Expression of stc1 in the distal pronephros does not contribute to CS formation.

(A) Analysis of stc1 expression at different developmental stages revealed natural variability in the stc1 expression. At 20 hpf stc1 was expressed in the distal pronephric duct (PD) and cloaca region. In some embryos stc1 expression was subsequently confined to the CS at later stages (left panel). However, in other embryos stc1 was also expressed outside of the CS, including the distal late tubule (DL). (B) The graph shows the percentage of embryos with stc1 expression in pronephric duct/cloaca (PD/C), corpuscles of Stannius (CS), corpuscles of Stannius and pronephric duct/cloaca (CS ​+ ​PD/C), corpuscles of Stannius and distal late tubule, and pronephric duct/cloaca (CS ​+ ​DL ​+ ​PD/C). At 32 hpf, more than 30% of embryos expressed stc1 outside of the CS. (C) To exclude the possibility that pronephric duct cells expressing stc1 are recruited to the CS, the pronephric duct was disrupted by a 30 ​μm laser-induced injury at 20–22 hpf. Normal CS development occurred in all injured embryos that did not repair the gap (n ​= ​7).

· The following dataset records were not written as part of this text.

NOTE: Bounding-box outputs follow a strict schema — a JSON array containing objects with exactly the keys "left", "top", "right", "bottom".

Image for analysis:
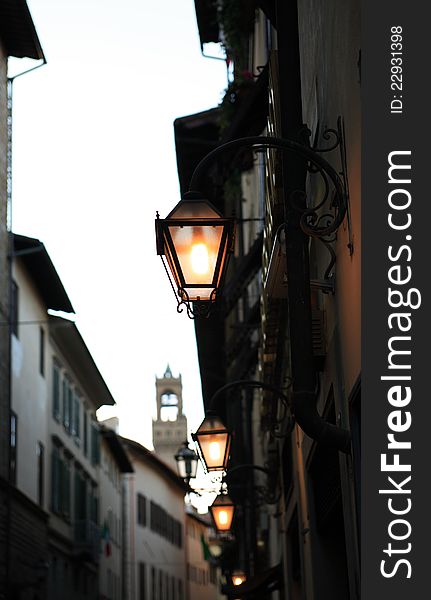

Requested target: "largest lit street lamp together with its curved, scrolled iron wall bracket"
[{"left": 156, "top": 124, "right": 348, "bottom": 318}]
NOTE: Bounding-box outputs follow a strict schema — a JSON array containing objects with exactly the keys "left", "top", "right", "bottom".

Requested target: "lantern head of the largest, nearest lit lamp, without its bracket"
[{"left": 156, "top": 192, "right": 235, "bottom": 318}]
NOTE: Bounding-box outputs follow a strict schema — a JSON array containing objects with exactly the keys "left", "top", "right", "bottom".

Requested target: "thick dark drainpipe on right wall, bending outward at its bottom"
[{"left": 275, "top": 0, "right": 351, "bottom": 453}]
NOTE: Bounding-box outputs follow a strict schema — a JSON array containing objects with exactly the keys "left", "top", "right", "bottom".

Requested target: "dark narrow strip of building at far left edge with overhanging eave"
[{"left": 0, "top": 0, "right": 44, "bottom": 599}]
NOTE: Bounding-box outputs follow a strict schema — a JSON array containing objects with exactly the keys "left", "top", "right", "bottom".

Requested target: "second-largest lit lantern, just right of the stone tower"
[{"left": 192, "top": 415, "right": 232, "bottom": 471}]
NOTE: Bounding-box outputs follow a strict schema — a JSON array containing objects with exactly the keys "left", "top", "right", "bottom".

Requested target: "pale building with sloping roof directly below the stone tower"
[{"left": 122, "top": 438, "right": 187, "bottom": 600}]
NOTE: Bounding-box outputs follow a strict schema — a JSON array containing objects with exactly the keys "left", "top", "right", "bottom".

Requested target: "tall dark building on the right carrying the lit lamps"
[{"left": 174, "top": 0, "right": 361, "bottom": 600}]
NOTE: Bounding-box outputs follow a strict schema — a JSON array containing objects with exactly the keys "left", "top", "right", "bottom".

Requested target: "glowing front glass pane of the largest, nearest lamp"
[{"left": 169, "top": 225, "right": 224, "bottom": 290}]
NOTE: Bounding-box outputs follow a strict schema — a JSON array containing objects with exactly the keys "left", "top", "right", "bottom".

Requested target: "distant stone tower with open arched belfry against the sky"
[{"left": 153, "top": 365, "right": 187, "bottom": 472}]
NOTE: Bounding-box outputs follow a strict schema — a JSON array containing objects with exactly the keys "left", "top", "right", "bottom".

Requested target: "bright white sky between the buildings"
[{"left": 13, "top": 0, "right": 226, "bottom": 447}]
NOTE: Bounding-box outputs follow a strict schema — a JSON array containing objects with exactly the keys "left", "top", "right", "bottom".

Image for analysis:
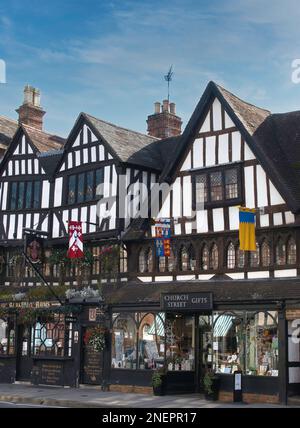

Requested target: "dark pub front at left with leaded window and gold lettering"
[{"left": 0, "top": 300, "right": 106, "bottom": 387}]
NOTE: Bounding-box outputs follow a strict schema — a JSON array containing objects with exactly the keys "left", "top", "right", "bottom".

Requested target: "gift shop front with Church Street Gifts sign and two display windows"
[{"left": 109, "top": 282, "right": 286, "bottom": 403}]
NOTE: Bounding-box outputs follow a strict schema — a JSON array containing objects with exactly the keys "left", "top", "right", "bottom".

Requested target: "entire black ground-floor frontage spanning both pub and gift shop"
[{"left": 0, "top": 281, "right": 300, "bottom": 403}]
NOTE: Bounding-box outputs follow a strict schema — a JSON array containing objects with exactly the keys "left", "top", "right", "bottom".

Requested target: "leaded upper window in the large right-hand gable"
[{"left": 194, "top": 166, "right": 242, "bottom": 207}]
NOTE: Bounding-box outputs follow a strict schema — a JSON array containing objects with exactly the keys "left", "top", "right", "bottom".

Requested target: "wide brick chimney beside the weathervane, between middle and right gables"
[{"left": 147, "top": 100, "right": 182, "bottom": 138}]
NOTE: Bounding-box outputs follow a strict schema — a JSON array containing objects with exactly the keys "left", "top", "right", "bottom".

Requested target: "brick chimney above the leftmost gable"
[{"left": 16, "top": 85, "right": 46, "bottom": 130}]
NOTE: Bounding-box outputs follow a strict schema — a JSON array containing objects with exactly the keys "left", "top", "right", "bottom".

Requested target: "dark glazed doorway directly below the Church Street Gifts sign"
[{"left": 166, "top": 315, "right": 195, "bottom": 371}]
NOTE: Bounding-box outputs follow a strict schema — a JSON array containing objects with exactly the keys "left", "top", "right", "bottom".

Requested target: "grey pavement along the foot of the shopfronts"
[{"left": 0, "top": 384, "right": 285, "bottom": 409}]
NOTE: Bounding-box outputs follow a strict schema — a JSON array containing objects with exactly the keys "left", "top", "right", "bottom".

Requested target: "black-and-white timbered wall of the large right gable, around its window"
[{"left": 152, "top": 97, "right": 295, "bottom": 239}]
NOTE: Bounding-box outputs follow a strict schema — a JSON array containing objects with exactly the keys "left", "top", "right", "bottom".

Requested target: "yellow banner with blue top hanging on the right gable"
[{"left": 239, "top": 208, "right": 256, "bottom": 251}]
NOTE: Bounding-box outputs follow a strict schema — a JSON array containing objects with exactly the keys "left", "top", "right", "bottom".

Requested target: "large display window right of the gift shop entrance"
[{"left": 213, "top": 312, "right": 279, "bottom": 376}]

Depletion of zebrafish carboxypeptidase E (cpe) reduces stc1 expression.

(A) Quantification of the in situ hybridization intensity after depletion of cpe with a splice-blocking (SBM) morpholino oligonucleotide (MO). ctr MO – control morpholino oligonucleotide. The numbers of analyzed embryos are shown inside the brackets. Depletion of cpe significantly reduces stc1 expression. (B) Quantification of the in situ hybridization intensity. The reduced stc1 expression after depletion of cpe with the SBM (0.1 ​mM) is rescued by the Wnt antagonist IWR-1 in dose-dependent fashion (ctr MO, control MO, 0.1 ​mM). The numbers of analyzed embryos are shown inside the brackets. (C) An example of stc1 expression in embryo injected with control MO that was quantified in (A). (D) An example of stc1 expression in embryo injected with cpe SBM that was quantified in (A). (E) An example of stc1 expression in embryo injected with cpe SBM and treated with IWR-1 that was quantified in (B). p-values were calculated using Cochran-Mantel-Haenszel test. Error bars represent standard error of the mean.